Format debat yang dekat dan hangat menghasilkan perbincangan bermutu tentang program-program pembangunan Jakarta.

Ahok Tertawa, Anies Menyengat dalam Debat Cagub Mata Najwa
Basuki Tjahaja Purnama menyampaikan pendapatnya dalam Debat Cagub Mata Najwa, Senin, (27/3). Tirto.id/Andrey Gromico

tirto.id - Pertemuan Basuki "Ahok" Tjahaja Purnama dan Anies Baswedan dalam Debat Cagub Mata Najwa kemarin malam (27/3) bisa menyodorkan pemahaman lebih mendalam tentang sejumlah program calon pemimpin (pemilih) Jakarta. Tidak hanya keduanya mengupas program dan keberpihakan, tapi juga bisa melihat bagaimana Ahok dan Anies memandang permasalahan Jakarta secara lebih mendetil. (Lihat dokumentasi kami soal lalu-lalang debat mereka dalam "Duel di Kedoya")
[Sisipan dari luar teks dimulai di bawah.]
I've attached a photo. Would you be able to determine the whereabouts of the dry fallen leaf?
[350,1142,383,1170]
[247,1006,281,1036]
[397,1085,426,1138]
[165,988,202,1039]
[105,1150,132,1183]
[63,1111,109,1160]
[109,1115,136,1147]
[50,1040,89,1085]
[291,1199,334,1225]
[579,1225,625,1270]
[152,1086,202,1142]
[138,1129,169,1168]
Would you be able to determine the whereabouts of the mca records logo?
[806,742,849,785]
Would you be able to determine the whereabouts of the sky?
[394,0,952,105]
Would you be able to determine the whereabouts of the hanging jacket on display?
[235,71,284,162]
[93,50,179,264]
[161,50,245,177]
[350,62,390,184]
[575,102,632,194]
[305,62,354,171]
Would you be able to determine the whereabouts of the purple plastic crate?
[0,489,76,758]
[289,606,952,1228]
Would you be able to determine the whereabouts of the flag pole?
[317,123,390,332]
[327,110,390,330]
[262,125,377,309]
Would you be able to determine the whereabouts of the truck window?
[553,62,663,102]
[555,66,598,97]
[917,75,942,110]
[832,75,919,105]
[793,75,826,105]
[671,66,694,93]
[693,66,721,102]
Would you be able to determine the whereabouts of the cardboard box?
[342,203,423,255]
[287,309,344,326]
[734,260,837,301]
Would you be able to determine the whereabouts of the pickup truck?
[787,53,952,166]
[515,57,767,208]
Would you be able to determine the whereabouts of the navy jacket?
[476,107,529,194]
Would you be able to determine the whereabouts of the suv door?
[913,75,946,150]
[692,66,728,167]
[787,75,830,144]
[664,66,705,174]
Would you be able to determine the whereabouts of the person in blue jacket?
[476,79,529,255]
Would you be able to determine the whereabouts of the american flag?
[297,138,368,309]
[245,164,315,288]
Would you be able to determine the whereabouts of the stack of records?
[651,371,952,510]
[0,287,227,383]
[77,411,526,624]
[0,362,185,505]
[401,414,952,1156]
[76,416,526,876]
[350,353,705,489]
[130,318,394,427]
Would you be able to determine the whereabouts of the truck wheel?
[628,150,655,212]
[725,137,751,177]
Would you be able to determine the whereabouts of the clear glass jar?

Ini penting mengingat selama tiga kali debat resmi oleh KPU DKI dalam putaran perdana Pilkada Jakarta, dengan durasi waktu terbatas serta keriuhan para pendukung, kita memang baru disodorkan pengenalan program. Sesudah hasil putaran pertama menyingkirkan Agus Harimurti Yudhoyono serta menyisakan Ahok dan Anies, debat permulaan non-resmi dalam acara 'Mata Najwa' menghadirkan pertanyaan dan konfirmasi atas pelbagai program para kandidat dalam salah satu Pilkada 2017 terlama, yang sudah berjalan selama enam bulan terakhir. Meski, berdasarkan pantauan kami di Twitter, respons warga internet datar saja betapapun sempat jadi tren percakapan.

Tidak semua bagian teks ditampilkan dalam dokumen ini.